I thought about using a photo of the monkey that Russia sent into space here, but then I realized that would be maligning the monkey.
Growing Pains
Trained to look at the bigger picture and to deconstruct what seems to be apparent; I am pushed to apply these ideas to the massacre of children. As a forty plus year resident of Connecticut who only recently moved to Massachusetts, I still feel like a Connecticut-er, and the killings in Sandy Hook affected me in a familial way. These were my people, my state. Any news of people being slaughtered will shock and tear but these were my babies. That is how it feels.
Beyond the grief, then anger, comes a desire to make sense of it all. Make sense of our society, our nation. Why, I ask myself, are we like this? Why do we need to have guns, and more basically, why is ‘personal freedom’ so pervasively core to our priorities in this country?
Religious freedom (which, ironically, became intolerance to anything differing from the new religious practice) is the historically taught cornerstone for the establishment of many settlements in the colony of America. But the idea of a place to go away from King and class restrictions had to have been appealing to many of this country’s first settlers. And then there were the amazing natural resources of this country. People came here for opportunity. This is how most, if not all human societies start. One culture usurps another and then works out how it will establish itself and grow. As it matures, it faces and addresses the growing pains of being a society.
The United States, as a nation, is a young society. I think of us as adolescents. We are not children anymore, but we are not adults either. We still think our personal freedoms are more important than what is good for our society as a whole. Like adolescents, we are the center of our universe. Our wants and needs are the most important thing to us. This is not a bad thing, it is the way things grow. Before you can look beyond yourself to establishing your place in the world at large, you must first figure out who you are. That is the role of adolescence.

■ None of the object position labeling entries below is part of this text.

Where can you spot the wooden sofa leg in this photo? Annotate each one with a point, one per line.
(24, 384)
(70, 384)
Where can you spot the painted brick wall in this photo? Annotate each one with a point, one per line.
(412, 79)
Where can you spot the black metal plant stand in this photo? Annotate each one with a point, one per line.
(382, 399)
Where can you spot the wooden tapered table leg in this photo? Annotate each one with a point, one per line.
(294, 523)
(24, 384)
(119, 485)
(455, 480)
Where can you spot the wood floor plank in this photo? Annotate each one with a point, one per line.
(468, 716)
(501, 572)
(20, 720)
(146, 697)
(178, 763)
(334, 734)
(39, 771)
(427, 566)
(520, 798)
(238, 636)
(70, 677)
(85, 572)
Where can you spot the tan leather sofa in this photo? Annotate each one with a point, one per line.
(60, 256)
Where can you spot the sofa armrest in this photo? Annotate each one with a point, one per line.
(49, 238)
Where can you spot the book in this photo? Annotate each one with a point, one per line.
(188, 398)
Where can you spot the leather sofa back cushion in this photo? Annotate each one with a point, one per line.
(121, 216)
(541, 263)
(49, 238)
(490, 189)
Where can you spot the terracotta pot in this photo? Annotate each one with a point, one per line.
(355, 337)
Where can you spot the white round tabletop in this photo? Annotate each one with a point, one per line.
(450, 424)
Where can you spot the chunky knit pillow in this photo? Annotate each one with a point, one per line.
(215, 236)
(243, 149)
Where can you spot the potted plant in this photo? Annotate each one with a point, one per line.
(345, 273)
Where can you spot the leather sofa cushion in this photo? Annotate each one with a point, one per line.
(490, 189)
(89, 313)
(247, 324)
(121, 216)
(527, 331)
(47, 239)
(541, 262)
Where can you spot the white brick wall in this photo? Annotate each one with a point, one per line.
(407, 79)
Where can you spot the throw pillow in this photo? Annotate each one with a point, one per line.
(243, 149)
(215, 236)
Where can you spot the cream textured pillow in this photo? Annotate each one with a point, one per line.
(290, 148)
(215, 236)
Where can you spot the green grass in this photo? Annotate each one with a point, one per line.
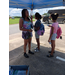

In the United States, we are figuring out who we are. And like individual adolescents, our black and white ideas are being challenged. Some of us need to feel we are free by being able to own guns, and others of us need to feel free by feeling safe from people owning guns. Whose freedom is the right one? That’s what we are wrestling with now. I have no doubt that, as a society, we will grow and mature like all successful societies have. And that means limiting personal freedoms for the general good of the society as a whole.
After all, if a society cannot keep its children safe from itself, then it has failed its primary purpose—that of perpetuating itself. All successful societies have realized this at some point, and it is at that point that personal freedom has grown up and become collective good.